Introduction
Capacity is an upper limit of services that can be provided or products that can be produced. If an operating unit offers less than clients require, it can lose its market share, but if supply exceeds demand it may lead to additional costs. It is an option to sell the excess, in some situations, introduce new products and services, or transfer manufacturing to a location with lower labor costs (Stevenson, 2014). However, these are only temporary decisions, and it is best to prepare in advance to avoid over-capacity by a strategic managerial approach.
Main body
The way companies plan their capacity depends on the area of their operations, the technology they employ, fluctuations in demand, and other factors. In some organizations, capacity choices are made once for a long time, while in others, they are regularly audited. One of the main aspects of this process is defining the capacity metrics of an operating unit and calculating its design capacity, effective capacity, and actual output (Stevenson, 2014). However, it is equally important to collect information and make predictions regarding long-term demand dynamics.
In some areas, demand volatility becomes a serious problem for capacity planners but some trends such as seasonable fluctuations and predicted economic difficulties associated with decreases in purchasing power could be recognized.
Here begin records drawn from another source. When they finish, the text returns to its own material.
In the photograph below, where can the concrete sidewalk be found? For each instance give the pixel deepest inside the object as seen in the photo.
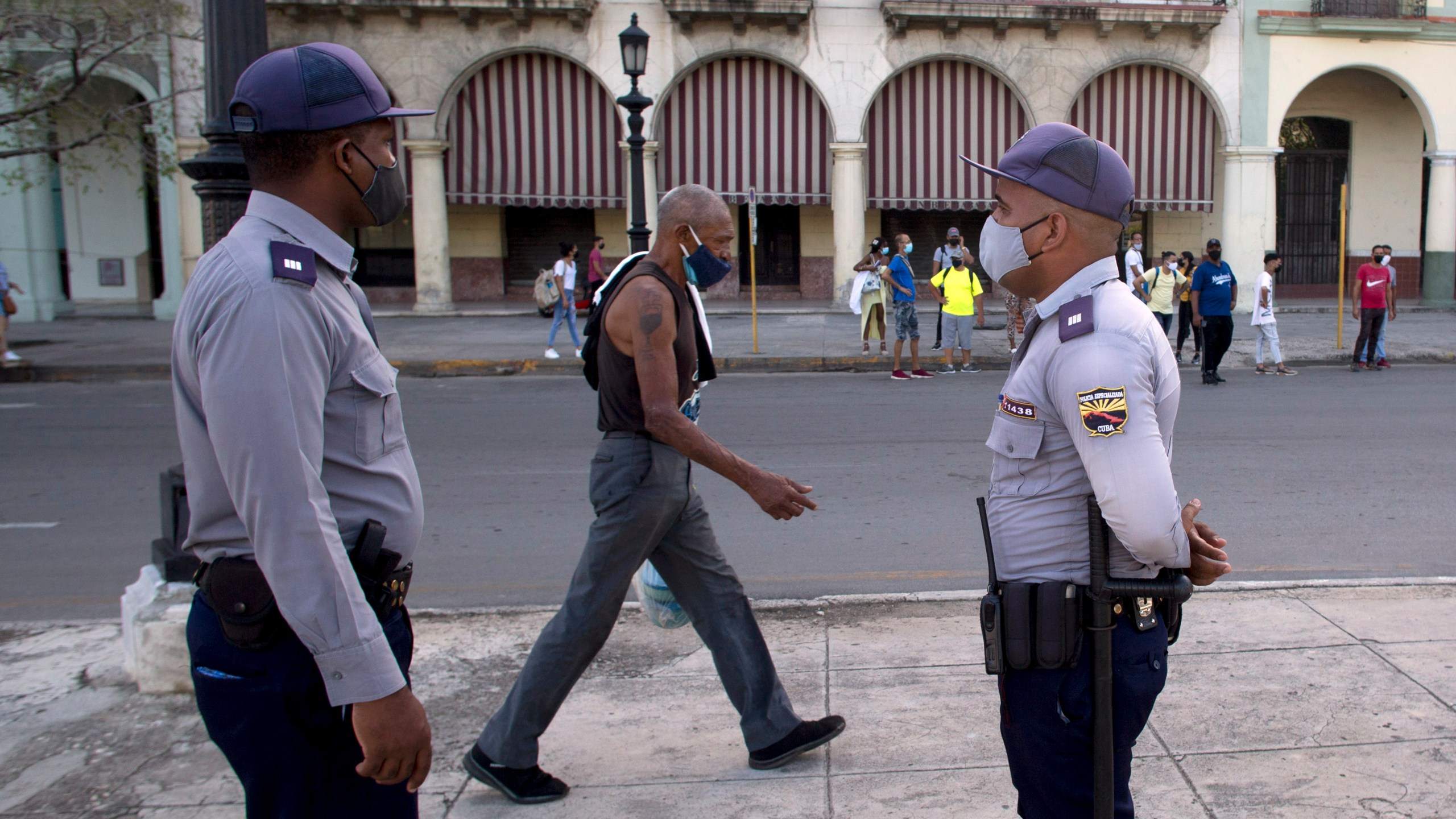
(1315, 700)
(801, 338)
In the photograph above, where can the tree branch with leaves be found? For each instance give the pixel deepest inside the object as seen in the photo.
(57, 66)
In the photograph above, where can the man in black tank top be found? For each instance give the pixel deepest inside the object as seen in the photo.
(647, 509)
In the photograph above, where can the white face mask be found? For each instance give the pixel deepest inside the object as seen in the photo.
(1002, 250)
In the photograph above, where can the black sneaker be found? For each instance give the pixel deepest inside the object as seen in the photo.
(807, 737)
(522, 786)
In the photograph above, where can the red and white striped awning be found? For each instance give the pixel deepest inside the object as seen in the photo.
(1164, 127)
(746, 121)
(922, 120)
(535, 130)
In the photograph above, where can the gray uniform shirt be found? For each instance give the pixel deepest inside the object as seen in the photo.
(1088, 408)
(292, 436)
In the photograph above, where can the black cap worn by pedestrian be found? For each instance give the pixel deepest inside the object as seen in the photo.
(312, 88)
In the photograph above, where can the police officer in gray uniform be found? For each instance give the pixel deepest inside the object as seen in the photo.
(305, 502)
(1088, 410)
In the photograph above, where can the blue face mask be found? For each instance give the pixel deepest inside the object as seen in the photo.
(702, 267)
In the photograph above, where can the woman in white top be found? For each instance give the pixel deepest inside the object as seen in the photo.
(870, 295)
(565, 273)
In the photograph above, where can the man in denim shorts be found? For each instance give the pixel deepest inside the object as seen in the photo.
(908, 324)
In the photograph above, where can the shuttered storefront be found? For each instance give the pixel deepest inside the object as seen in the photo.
(535, 130)
(746, 121)
(1164, 127)
(922, 120)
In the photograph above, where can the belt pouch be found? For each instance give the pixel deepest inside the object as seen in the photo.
(243, 604)
(1017, 604)
(1057, 605)
(992, 628)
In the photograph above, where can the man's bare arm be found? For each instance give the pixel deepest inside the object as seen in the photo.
(650, 317)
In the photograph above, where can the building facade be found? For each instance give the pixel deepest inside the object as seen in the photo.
(1238, 121)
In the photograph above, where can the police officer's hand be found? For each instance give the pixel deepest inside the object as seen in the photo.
(395, 737)
(1209, 561)
(778, 496)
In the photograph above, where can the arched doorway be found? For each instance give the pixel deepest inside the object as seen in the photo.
(1359, 127)
(1167, 130)
(533, 162)
(108, 198)
(749, 121)
(919, 125)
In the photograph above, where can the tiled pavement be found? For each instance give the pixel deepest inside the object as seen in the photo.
(1282, 703)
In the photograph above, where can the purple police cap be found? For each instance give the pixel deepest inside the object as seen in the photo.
(312, 88)
(1069, 167)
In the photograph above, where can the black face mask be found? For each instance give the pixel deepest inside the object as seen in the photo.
(385, 197)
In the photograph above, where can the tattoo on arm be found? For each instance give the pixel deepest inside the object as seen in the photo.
(650, 312)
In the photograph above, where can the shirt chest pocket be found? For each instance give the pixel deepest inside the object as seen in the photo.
(1017, 470)
(379, 426)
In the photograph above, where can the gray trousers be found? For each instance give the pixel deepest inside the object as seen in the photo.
(647, 509)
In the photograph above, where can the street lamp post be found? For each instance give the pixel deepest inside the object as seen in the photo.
(634, 63)
(235, 32)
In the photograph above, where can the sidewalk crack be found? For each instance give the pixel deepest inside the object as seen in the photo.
(1177, 763)
(1382, 657)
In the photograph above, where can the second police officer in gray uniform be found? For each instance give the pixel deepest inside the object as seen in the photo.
(306, 507)
(1088, 410)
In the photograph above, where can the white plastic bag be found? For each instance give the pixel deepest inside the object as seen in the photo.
(657, 599)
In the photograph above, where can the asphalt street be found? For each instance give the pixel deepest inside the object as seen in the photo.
(1327, 474)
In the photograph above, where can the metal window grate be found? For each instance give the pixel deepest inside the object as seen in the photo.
(1381, 9)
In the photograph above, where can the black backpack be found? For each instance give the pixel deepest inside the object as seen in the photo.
(592, 333)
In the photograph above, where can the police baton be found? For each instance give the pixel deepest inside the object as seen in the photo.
(1104, 592)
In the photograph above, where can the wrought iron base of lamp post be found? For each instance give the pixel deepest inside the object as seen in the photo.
(222, 185)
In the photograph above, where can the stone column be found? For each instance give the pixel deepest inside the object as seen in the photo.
(848, 201)
(427, 180)
(648, 184)
(1439, 260)
(1247, 210)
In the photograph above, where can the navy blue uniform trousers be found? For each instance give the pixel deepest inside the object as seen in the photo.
(1047, 723)
(271, 717)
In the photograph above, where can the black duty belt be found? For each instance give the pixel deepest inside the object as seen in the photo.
(245, 604)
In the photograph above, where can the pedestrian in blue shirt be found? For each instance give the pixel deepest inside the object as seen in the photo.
(908, 322)
(1215, 293)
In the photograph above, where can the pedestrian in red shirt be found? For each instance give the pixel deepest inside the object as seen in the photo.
(594, 274)
(1371, 301)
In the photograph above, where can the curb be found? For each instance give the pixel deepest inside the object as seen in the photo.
(27, 372)
(478, 367)
(965, 595)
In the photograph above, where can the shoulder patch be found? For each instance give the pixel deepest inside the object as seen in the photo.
(1075, 318)
(1018, 408)
(1104, 410)
(295, 261)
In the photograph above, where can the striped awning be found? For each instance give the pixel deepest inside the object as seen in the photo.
(535, 130)
(1163, 126)
(746, 121)
(922, 120)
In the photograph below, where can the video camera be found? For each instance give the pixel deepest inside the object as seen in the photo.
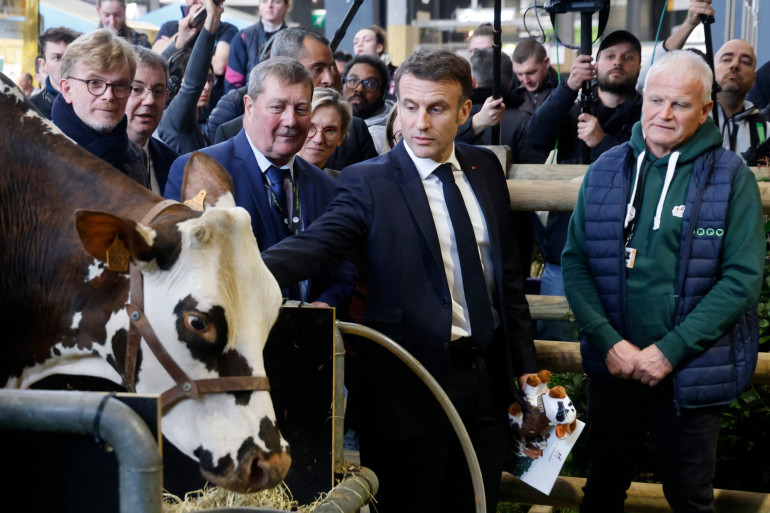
(564, 6)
Seasonal variations lead to unevenness in capacity requirements, but knowing them in advance, managers can make certain allowances (Stevenson, 2014). Production processes or offering services or facilities can be scheduled the way to minimize losses.
Capacity planners can employ several effective strategies. First, they can design flexibility into the systems introducing provisions for future expansion (Stevenson, 2014). It is also advisable to identify the stage of development of an operation unit since the optimal capacity would be different for products or services that have just been introduced, seized a large part of the market, or entered a decline stage (Stevenson, 2014). When planning an expansion, it is also essential to look at “the big picture” (Stevenson, 2014). One should evaluate how different parts of an operating unit would correspond to the planned growth.
Conclusion
Although different strategies can be used, there are several essential steps. They include estimating future capacity requirements, evaluating the existing capacity, investigating alternatives, and, after the implementation, monitoring performance (Stevenson, 2014). Employing developed capacity planning strategies can ensure that a company avoids under- and over-capacity.
References
Stevenson, W. J. (2014). Operations management (12th ed.). McGraw-Hill Education.